Une plateforme de coopération pour des projets miniers structurés.
Le partenariat recherché doit permettre de transformer progressivement une expérience minière existante en une activité mieux structurée, documentée, productive et capable de changer d’échelle.
Renforcer l’organisation de la coopérative, la professionnalisation des acteurs et la structuration administrative des activités minières.
Documenter les opérations du site à la cession du produit et renforcer les mécanismes de traçabilité ; pour les diamants bruts, prendre en compte les exigences applicables du Processus de Kimberley.
Mobiliser progressivement les équipements et moyens techniques nécessaires à une exploitation plus productive, mieux sécurisée et mieux organisée.
Favoriser l’emploi, la formation, les compétences locales et la création de valeur dans le territoire de Berbérati et de la Mambéré-Kadéï.
Renforcer la sécurité des opérations, la gestion environnementale et la remise en état progressive des sites exploités.
Des indicateurs chiffrés seront publiés au fil de l'avancement des projets, à mesure qu'ils pourront être documentés.
Création et formalisation d'emplois locaux au fil de la montée en capacité de la coopérative.
Professionnalisation des artisans miniers : techniques d'exploitation, sécurité, environnement et gestion.
Mécanisation progressive et amélioration des capacités d'exploitation dans un cadre légal et sécurisé.
Sécurité renforcée sur les sites et remise en état progressive des zones exploitées.
Le projet porte sur jusqu’à quatre permis d’exploitation semi-industrielle issus de l’expérience minière historique et actuellement rattachés à l’ancienne coopérative. La démarche envisagée consiste à traiter leur situation administrative et leur rattachement à la nouvelle organisation, conformément aux procédures applicables, puis à mobiliser progressivement les moyens nécessaires à leur exploitation. Les références et pièces disponibles sont présentées dans le dossier institutionnel.
Sur la base des éléments actuellement retenus dans le projet, les frais officiels communiqués pour la mise à niveau sont de 7 500 000 FCFA par permis, auxquels peuvent s’ajouter les démarches administratives nécessaires. Ces montants devront être confirmés selon la situation de chaque titre et les exigences des autorités compétentes.
Le financement peut être structuré par étapes : traitement administratif des titres, études et préparation technique, équipements, logistique et montée en capacité.

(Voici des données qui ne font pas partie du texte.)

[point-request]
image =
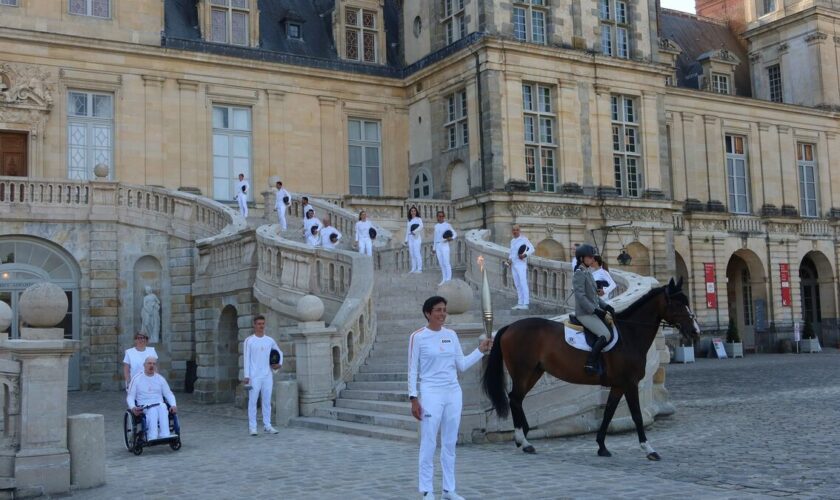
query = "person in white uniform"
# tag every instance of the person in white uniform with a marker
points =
(435, 357)
(519, 266)
(242, 190)
(363, 241)
(441, 246)
(136, 356)
(258, 374)
(414, 238)
(280, 205)
(146, 388)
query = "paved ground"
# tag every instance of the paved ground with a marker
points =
(763, 426)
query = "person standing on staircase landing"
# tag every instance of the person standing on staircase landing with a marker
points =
(444, 233)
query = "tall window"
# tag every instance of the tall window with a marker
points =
(529, 20)
(90, 133)
(360, 34)
(626, 150)
(231, 149)
(92, 8)
(807, 180)
(774, 77)
(229, 21)
(454, 20)
(540, 147)
(736, 175)
(615, 28)
(364, 153)
(720, 83)
(457, 132)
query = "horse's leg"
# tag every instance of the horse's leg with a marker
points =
(609, 411)
(632, 396)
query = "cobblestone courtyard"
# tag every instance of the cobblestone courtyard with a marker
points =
(762, 426)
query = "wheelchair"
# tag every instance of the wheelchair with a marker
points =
(134, 431)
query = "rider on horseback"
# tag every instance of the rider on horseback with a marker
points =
(590, 309)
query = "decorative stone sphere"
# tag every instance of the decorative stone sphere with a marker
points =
(100, 170)
(458, 295)
(310, 308)
(5, 316)
(42, 305)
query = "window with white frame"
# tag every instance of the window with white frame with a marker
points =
(720, 83)
(361, 32)
(454, 20)
(807, 180)
(540, 146)
(627, 155)
(90, 133)
(736, 174)
(229, 20)
(91, 8)
(457, 132)
(615, 28)
(231, 149)
(529, 20)
(364, 153)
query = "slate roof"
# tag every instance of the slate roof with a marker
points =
(696, 36)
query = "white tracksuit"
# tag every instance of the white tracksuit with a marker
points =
(363, 237)
(281, 207)
(256, 352)
(519, 268)
(242, 197)
(436, 357)
(145, 390)
(442, 249)
(413, 241)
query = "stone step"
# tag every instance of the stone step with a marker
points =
(356, 429)
(405, 422)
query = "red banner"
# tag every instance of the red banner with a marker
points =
(711, 293)
(784, 279)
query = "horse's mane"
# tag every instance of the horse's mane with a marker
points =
(640, 302)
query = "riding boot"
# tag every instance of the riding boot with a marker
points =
(593, 364)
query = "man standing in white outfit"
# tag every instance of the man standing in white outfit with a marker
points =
(443, 235)
(281, 203)
(435, 357)
(258, 375)
(519, 266)
(148, 388)
(242, 190)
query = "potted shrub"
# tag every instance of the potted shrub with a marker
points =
(809, 342)
(734, 347)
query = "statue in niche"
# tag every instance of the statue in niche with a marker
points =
(150, 315)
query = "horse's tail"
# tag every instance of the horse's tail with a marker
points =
(494, 377)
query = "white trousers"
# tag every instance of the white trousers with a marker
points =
(365, 246)
(441, 410)
(415, 254)
(260, 387)
(520, 280)
(243, 205)
(442, 252)
(157, 422)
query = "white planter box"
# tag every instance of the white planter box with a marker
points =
(684, 354)
(734, 349)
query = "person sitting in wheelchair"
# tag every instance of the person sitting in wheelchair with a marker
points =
(150, 388)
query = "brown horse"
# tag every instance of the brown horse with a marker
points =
(533, 346)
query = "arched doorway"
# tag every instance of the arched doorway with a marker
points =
(24, 261)
(746, 295)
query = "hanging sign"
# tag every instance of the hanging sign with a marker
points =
(784, 279)
(711, 294)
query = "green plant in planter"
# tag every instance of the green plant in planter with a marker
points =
(732, 335)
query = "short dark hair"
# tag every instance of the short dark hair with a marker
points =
(431, 302)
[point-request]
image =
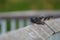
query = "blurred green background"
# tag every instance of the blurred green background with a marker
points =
(19, 5)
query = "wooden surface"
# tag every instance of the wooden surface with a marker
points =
(34, 31)
(28, 14)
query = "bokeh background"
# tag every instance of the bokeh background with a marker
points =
(19, 5)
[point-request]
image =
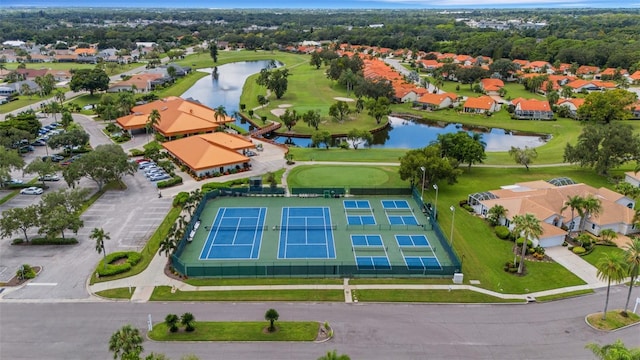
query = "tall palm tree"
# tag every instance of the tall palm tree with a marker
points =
(220, 113)
(333, 355)
(611, 267)
(171, 320)
(271, 316)
(615, 351)
(187, 320)
(590, 206)
(574, 203)
(100, 236)
(632, 255)
(126, 343)
(153, 120)
(529, 227)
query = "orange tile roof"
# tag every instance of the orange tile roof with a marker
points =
(482, 102)
(199, 154)
(178, 117)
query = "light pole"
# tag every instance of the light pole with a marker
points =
(435, 209)
(424, 173)
(453, 216)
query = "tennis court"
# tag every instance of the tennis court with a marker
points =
(306, 233)
(248, 236)
(399, 212)
(236, 233)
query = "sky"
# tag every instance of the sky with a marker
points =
(329, 4)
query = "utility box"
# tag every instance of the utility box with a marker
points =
(458, 278)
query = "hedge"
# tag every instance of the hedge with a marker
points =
(109, 270)
(176, 180)
(502, 232)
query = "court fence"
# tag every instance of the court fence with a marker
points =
(301, 268)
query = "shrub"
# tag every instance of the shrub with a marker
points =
(176, 180)
(579, 250)
(502, 232)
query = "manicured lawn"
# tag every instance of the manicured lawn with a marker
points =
(149, 251)
(239, 331)
(163, 293)
(439, 296)
(599, 251)
(614, 320)
(336, 175)
(119, 293)
(262, 281)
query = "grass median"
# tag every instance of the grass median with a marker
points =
(163, 293)
(239, 331)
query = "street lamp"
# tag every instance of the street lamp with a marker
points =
(453, 216)
(435, 209)
(424, 174)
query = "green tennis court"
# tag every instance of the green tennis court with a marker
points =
(315, 236)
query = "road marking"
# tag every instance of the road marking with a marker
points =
(42, 284)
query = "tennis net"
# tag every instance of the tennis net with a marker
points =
(305, 227)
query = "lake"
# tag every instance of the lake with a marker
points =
(224, 87)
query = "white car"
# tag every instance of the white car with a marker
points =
(33, 190)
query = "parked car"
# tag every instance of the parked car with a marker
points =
(49, 177)
(33, 190)
(54, 158)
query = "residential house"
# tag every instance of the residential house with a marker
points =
(481, 105)
(178, 117)
(531, 109)
(213, 153)
(437, 101)
(139, 83)
(547, 202)
(491, 86)
(572, 104)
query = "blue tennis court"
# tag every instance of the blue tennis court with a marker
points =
(396, 204)
(370, 252)
(357, 204)
(236, 234)
(306, 233)
(412, 240)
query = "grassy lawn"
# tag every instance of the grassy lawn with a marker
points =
(149, 250)
(438, 296)
(593, 257)
(614, 320)
(262, 281)
(336, 175)
(163, 293)
(119, 293)
(239, 331)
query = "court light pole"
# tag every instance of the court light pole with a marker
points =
(453, 216)
(435, 209)
(424, 174)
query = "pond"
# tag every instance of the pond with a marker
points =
(224, 87)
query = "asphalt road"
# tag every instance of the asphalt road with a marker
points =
(554, 330)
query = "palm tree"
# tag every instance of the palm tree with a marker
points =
(100, 236)
(126, 343)
(153, 120)
(632, 255)
(171, 320)
(529, 227)
(574, 203)
(495, 213)
(271, 315)
(611, 267)
(220, 113)
(590, 206)
(333, 355)
(615, 351)
(187, 320)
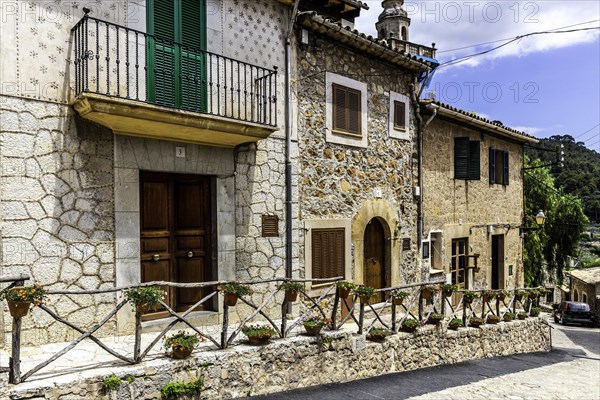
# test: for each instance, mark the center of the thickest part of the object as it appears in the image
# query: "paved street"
(570, 371)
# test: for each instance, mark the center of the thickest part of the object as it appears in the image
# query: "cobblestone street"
(570, 371)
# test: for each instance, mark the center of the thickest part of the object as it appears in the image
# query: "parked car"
(573, 312)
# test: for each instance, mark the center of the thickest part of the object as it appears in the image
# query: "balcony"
(143, 85)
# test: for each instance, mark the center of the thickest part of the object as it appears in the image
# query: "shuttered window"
(399, 115)
(467, 159)
(498, 167)
(346, 110)
(176, 64)
(328, 249)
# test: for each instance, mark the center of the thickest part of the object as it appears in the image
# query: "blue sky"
(544, 85)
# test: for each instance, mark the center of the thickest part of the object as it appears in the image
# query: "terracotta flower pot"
(291, 295)
(18, 309)
(180, 353)
(230, 299)
(313, 330)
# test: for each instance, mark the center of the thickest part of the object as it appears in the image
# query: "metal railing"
(116, 61)
(327, 305)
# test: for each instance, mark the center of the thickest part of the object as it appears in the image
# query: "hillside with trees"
(580, 175)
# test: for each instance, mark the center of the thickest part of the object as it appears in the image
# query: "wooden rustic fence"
(387, 314)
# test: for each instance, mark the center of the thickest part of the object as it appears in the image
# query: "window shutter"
(506, 169)
(399, 115)
(474, 165)
(339, 108)
(461, 158)
(354, 111)
(492, 166)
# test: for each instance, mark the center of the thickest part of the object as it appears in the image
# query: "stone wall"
(339, 182)
(301, 362)
(57, 201)
(465, 208)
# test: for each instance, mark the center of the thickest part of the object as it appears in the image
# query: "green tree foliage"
(558, 239)
(581, 173)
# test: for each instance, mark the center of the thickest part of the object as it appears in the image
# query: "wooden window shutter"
(327, 252)
(474, 157)
(506, 169)
(461, 158)
(399, 115)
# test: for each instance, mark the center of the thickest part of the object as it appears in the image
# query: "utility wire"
(517, 38)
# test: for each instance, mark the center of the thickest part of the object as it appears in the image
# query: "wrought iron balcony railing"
(121, 62)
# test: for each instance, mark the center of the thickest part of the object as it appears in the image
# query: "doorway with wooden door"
(376, 261)
(176, 236)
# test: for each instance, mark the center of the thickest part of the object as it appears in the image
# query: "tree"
(554, 243)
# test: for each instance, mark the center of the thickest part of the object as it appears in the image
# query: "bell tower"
(393, 22)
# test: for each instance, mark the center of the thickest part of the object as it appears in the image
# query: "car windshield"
(579, 307)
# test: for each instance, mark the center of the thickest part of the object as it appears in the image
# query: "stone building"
(118, 118)
(357, 153)
(584, 286)
(472, 198)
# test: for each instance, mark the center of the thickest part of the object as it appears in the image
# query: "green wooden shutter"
(506, 169)
(461, 158)
(474, 164)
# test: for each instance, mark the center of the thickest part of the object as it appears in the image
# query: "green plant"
(364, 291)
(111, 382)
(174, 390)
(144, 295)
(292, 286)
(258, 331)
(345, 285)
(469, 296)
(35, 294)
(182, 341)
(236, 288)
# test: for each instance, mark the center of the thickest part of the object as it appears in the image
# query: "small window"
(499, 170)
(328, 252)
(346, 110)
(399, 115)
(466, 159)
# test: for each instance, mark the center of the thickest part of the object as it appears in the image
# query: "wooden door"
(374, 258)
(175, 234)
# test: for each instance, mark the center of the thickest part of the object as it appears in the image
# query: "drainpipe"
(288, 145)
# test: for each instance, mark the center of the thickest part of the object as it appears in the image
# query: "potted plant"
(377, 334)
(428, 291)
(435, 318)
(410, 325)
(455, 323)
(509, 316)
(344, 288)
(448, 288)
(181, 344)
(144, 298)
(231, 292)
(291, 290)
(258, 334)
(398, 297)
(469, 296)
(364, 292)
(20, 298)
(313, 325)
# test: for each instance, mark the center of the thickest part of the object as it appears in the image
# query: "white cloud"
(456, 24)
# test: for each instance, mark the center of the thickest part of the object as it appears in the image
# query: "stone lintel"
(132, 118)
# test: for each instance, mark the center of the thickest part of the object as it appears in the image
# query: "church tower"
(393, 22)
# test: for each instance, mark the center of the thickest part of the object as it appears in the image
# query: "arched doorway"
(375, 271)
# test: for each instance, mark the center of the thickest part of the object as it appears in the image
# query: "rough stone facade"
(467, 208)
(301, 362)
(352, 184)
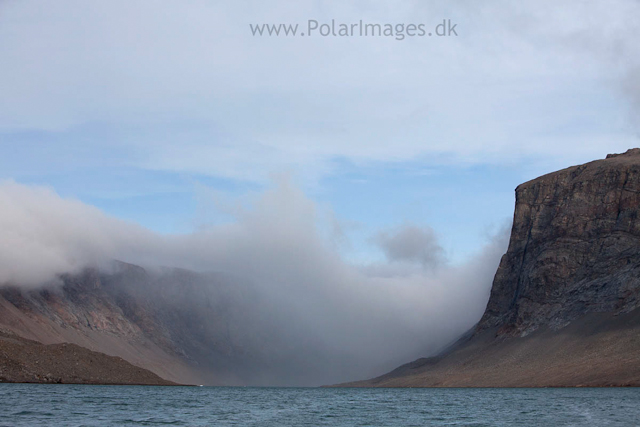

Les besoins liés aux engins, au carburant, à l’entretien, à la sécurité et aux opérations peuvent faire l’objet d’un financement distinct selon le montage retenu.
L’approche est modulaire : un partenaire peut accompagner un permis, plusieurs permis ou un volet spécifique du programme, selon les résultats de la due diligence et sa capacité d’engagement.
| Permis financé(s) | Coût estimé | Statut visé |
|---|---|---|
| 1 permis | ≈ 10 000 000 FCFA | Exploitation semi-industrielle |
| 2 permis | ≈ 20 000 000 FCFA | Exploitation semi-industrielle |
| Jusqu'à 4 permis (ensemble visé) | ≈ 40 000 000 FCFA | Exploitation semi-industrielle |
Chaque financement est appelé à suivre un parcours traçable : sécurisation administrative, préparation technique, mobilisation des moyens, démarrage progressif, documentation de la production et reporting.
Constitution et dépôt du dossier de mise à niveau du permis auprès des autorités compétentes.
Évaluation du site et planification des besoins pour le passage au statut semi-industriel.
Acquisition ou mobilisation des moyens nécessaires à l'exploitation semi-industrielle, selon le montage retenu.
Mise en route progressive de l'exploitation sous le nouveau statut.
Chaque opération fait l'objet d'un procès-verbal rattaché au registre central de traçabilité.
Reporting régulier au bailleur, dans le cadre du dispositif de gouvernance et de contrôle de la coopérative.
CODEM souhaite permettre à chaque partenaire d’examiner progressivement le projet, ses documents, ses besoins, ses risques et ses modalités de collaboration avant toute formalisation.
Présentation de l’intérêt, du profil du partenaire et de l’objet de la démarche.
Échange sur l’expérience de CODEM, le projet, les besoins et les modalités envisageables.
Définition d’un cadre préalable de collaboration avant la transmission et l’examen approfondi des dossiers institutionnels.
Transmission des documents disponibles pour permettre une première analyse institutionnelle et documentaire.
Vérification documentaire, administrative, technique et financière selon le niveau de partenariat envisagé.
Organisation d'une visite de terrain en République centrafricaine.
Analyse conjointe du modèle technique, financier, opérationnel et juridique envisagé.
Définition des engagements, responsabilités, conditions et mécanismes de suivi avant formalisation.
Les logos et noms de partenaires ne sont publiés qu'avec leur autorisation explicite. Cet espace sera complété au fil des partenariats formalisés.